安倍首相が「28日招集の臨時国会の冒頭での解散」を発表したのは9月25日の会見でした。同じ日に小池百合子・東京都知事が新党「希望の党」を設立し、発表しました。9月28日、解散された当日、民進党の前原誠司・代表が「希望の党」への合流を提案して了承されました。民進党議員は希望の党の審査にパスして立候補できるというのですから、事実上、吸収されたようなものです。
自民党とさほど違いがなさそうな前原代表が大差で選ばれたのにも驚きました。ひょっとすると左派に近い議員を排除するかも、と思ったら、自分の手を汚さないためか小池さんに丸投げです。さすらいの小池さんだってついこの間まで自民党でした。なるほど、日本も右派の2大政党時代、と先進の米国に近づくわけです。
安倍首相は森友、加計学園問題での追及が耐えられなかったのでしょう。
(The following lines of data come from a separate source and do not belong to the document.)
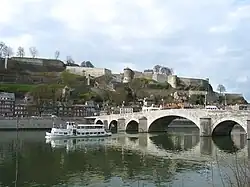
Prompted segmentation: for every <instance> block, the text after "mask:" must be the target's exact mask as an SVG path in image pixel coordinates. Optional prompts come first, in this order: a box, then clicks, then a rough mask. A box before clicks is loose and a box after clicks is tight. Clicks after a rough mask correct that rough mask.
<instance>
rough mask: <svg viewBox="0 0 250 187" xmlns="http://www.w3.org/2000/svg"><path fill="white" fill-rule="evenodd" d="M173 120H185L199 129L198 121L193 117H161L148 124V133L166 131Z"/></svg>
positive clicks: (162, 131)
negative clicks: (192, 123) (182, 119)
mask: <svg viewBox="0 0 250 187" xmlns="http://www.w3.org/2000/svg"><path fill="white" fill-rule="evenodd" d="M175 119H187V120H189V121H190V122H191V123H193V124H195V125H196V126H197V127H198V128H199V129H200V126H199V123H198V120H197V119H196V118H195V117H191V116H185V115H162V116H159V117H157V118H155V119H153V120H152V122H151V123H149V124H148V132H163V131H166V128H167V127H168V126H169V124H170V123H171V122H172V121H173V120H175Z"/></svg>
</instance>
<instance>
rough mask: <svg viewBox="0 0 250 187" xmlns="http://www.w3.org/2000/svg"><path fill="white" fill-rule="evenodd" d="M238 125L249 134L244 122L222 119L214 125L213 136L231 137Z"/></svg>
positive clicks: (227, 118) (220, 119)
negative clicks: (231, 133) (230, 135)
mask: <svg viewBox="0 0 250 187" xmlns="http://www.w3.org/2000/svg"><path fill="white" fill-rule="evenodd" d="M236 124H238V125H240V126H241V127H242V128H243V129H244V131H245V133H247V128H246V126H245V125H244V122H243V121H242V120H240V119H238V118H222V119H219V120H217V121H216V122H215V123H214V124H213V128H212V136H229V135H230V134H231V132H232V130H233V128H234V126H235V125H236Z"/></svg>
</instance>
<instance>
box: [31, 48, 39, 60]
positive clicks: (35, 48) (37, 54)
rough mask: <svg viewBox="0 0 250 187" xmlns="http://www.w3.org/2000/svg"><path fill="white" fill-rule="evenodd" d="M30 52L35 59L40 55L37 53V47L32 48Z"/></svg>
mask: <svg viewBox="0 0 250 187" xmlns="http://www.w3.org/2000/svg"><path fill="white" fill-rule="evenodd" d="M29 50H30V54H31V56H32V58H35V57H36V56H37V55H38V51H37V49H36V47H30V48H29Z"/></svg>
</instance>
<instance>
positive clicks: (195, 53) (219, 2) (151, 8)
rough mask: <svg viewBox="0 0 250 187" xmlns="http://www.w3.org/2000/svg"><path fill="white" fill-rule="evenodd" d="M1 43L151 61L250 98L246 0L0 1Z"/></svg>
mask: <svg viewBox="0 0 250 187" xmlns="http://www.w3.org/2000/svg"><path fill="white" fill-rule="evenodd" d="M0 6H1V16H0V41H3V42H5V43H7V44H8V45H10V46H12V47H13V48H14V49H17V48H18V46H23V47H25V49H26V54H27V55H29V54H28V48H29V47H30V46H36V47H37V49H38V51H39V56H40V57H46V58H51V57H54V52H55V51H56V50H60V52H61V55H60V59H62V60H65V59H66V56H68V55H70V56H72V57H73V59H74V60H75V61H76V62H78V63H80V62H81V61H83V60H90V61H92V63H93V64H94V65H95V66H96V67H106V68H109V69H111V70H112V71H113V72H121V71H122V69H123V68H124V67H130V68H132V69H136V70H143V69H148V68H152V67H153V66H154V65H155V64H160V65H163V66H168V67H171V68H173V69H174V72H175V73H176V74H177V75H179V76H184V77H201V78H206V77H209V78H210V81H211V83H212V85H213V87H214V89H216V87H217V84H223V85H225V87H226V89H227V91H229V92H242V93H243V94H244V96H246V97H247V98H248V100H250V84H249V83H250V79H249V73H250V68H249V67H250V63H249V60H250V53H249V50H250V0H235V1H233V0H1V5H0Z"/></svg>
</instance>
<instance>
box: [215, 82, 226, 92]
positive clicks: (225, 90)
mask: <svg viewBox="0 0 250 187" xmlns="http://www.w3.org/2000/svg"><path fill="white" fill-rule="evenodd" d="M217 91H219V92H220V94H222V93H224V92H226V88H225V86H224V85H222V84H219V85H218V87H217Z"/></svg>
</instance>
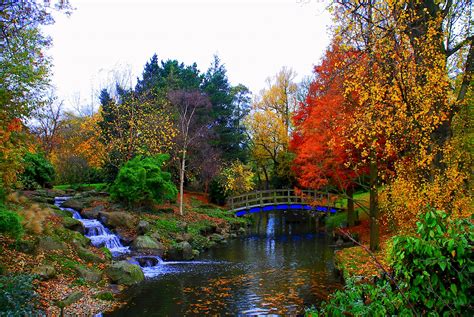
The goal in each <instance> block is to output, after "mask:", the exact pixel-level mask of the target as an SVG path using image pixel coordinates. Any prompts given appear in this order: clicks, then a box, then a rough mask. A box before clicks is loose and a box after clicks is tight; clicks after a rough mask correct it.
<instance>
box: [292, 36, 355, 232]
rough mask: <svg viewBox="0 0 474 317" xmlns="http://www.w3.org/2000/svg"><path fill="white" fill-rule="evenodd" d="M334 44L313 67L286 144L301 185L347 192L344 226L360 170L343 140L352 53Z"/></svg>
mask: <svg viewBox="0 0 474 317" xmlns="http://www.w3.org/2000/svg"><path fill="white" fill-rule="evenodd" d="M355 55H356V53H355V52H354V51H344V50H343V49H341V48H340V46H339V45H338V44H337V43H334V44H333V45H332V47H331V48H330V49H329V50H328V51H327V52H326V55H325V57H324V59H323V61H322V63H321V65H319V66H316V67H315V69H314V73H315V80H314V81H313V82H312V83H311V85H310V88H309V91H308V95H307V97H306V102H305V103H302V104H300V106H299V108H298V109H297V111H296V113H295V116H294V118H293V119H294V124H295V131H294V133H293V138H292V140H291V143H290V147H291V149H292V150H293V151H294V153H295V154H296V158H295V161H294V170H295V172H296V174H297V178H298V181H299V183H300V185H301V186H303V187H306V188H314V189H318V188H321V187H323V186H327V185H331V186H335V187H337V188H338V189H339V190H341V191H342V192H345V193H346V194H347V198H348V214H347V222H348V225H350V226H351V225H354V221H355V214H354V201H353V191H354V186H355V180H356V178H357V177H358V174H360V172H361V171H357V170H355V169H354V166H355V165H354V164H351V161H352V160H354V158H356V157H357V155H356V153H355V152H356V151H355V149H354V148H352V147H350V146H349V145H348V142H346V141H345V138H347V135H348V133H347V132H348V128H347V127H349V126H350V124H351V120H352V116H351V114H352V112H353V109H354V103H353V102H351V99H352V100H353V98H356V96H347V95H345V94H344V86H343V82H344V65H347V64H348V63H349V62H350V61H351V60H353V59H354V58H355V57H356V56H355Z"/></svg>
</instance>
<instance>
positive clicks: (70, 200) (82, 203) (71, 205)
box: [61, 199, 84, 212]
mask: <svg viewBox="0 0 474 317" xmlns="http://www.w3.org/2000/svg"><path fill="white" fill-rule="evenodd" d="M61 207H66V208H72V209H74V210H77V211H79V212H81V211H82V210H83V209H84V203H83V202H81V201H79V200H77V199H68V200H66V201H65V202H64V203H63V204H62V206H61Z"/></svg>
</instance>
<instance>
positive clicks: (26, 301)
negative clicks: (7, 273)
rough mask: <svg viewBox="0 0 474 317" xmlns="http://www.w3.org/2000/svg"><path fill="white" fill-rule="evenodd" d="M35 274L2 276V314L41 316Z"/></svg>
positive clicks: (1, 300) (2, 315)
mask: <svg viewBox="0 0 474 317" xmlns="http://www.w3.org/2000/svg"><path fill="white" fill-rule="evenodd" d="M34 279H35V276H34V275H29V274H19V275H4V276H0V316H39V315H42V312H41V311H38V310H37V309H36V308H35V307H36V305H37V296H38V295H37V294H36V293H35V291H34V286H33V280H34Z"/></svg>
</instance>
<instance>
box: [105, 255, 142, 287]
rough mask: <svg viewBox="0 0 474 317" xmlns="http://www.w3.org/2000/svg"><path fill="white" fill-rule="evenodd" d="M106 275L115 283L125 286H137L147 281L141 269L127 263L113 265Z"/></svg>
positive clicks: (115, 263)
mask: <svg viewBox="0 0 474 317" xmlns="http://www.w3.org/2000/svg"><path fill="white" fill-rule="evenodd" d="M106 274H107V276H108V277H109V278H110V280H111V281H112V282H113V283H116V284H123V285H133V284H137V283H140V282H141V281H143V280H144V279H145V276H144V275H143V272H142V270H141V268H140V267H139V266H138V265H135V264H131V263H129V262H127V261H119V262H115V263H113V264H112V265H111V266H110V267H109V268H108V269H107V270H106Z"/></svg>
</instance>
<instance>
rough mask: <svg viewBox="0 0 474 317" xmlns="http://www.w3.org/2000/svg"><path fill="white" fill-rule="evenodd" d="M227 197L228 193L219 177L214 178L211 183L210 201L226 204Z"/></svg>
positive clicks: (223, 204)
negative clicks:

「これまで通り、ていねいに説明していく」方針のようです。その首相はこのごろ、「人づくり革命」「生産性革命」と「革命」を連発し、強調しています。ひょっとして、すべて筋書き通りの「右派革命」だったりして。
あらゆる人づくりのなかで一番遅れているのが、政治家です。常識や品格がなくても、当選さえすれば、議員・政治家です。親の権力や地盤を引き継ぐ、あるいはウソ八百、ごまかし、脅し、でも。後は何でもし放題。
そうそう、北朝鮮・米国もたいして違いはありませんでした。金委員長、トランプ大統領、信頼できないトップ同士の口げんかも気になります。北朝鮮の核開発が止まる可能性は少ないので、米国の先制攻撃の懸念もあります。とはいえ、トランプ大統領の11月3日からの日本・韓国・中国訪問までは現状が続きそう。まさか、戦禍の朝鮮半島視察旅行ではないでしょうね。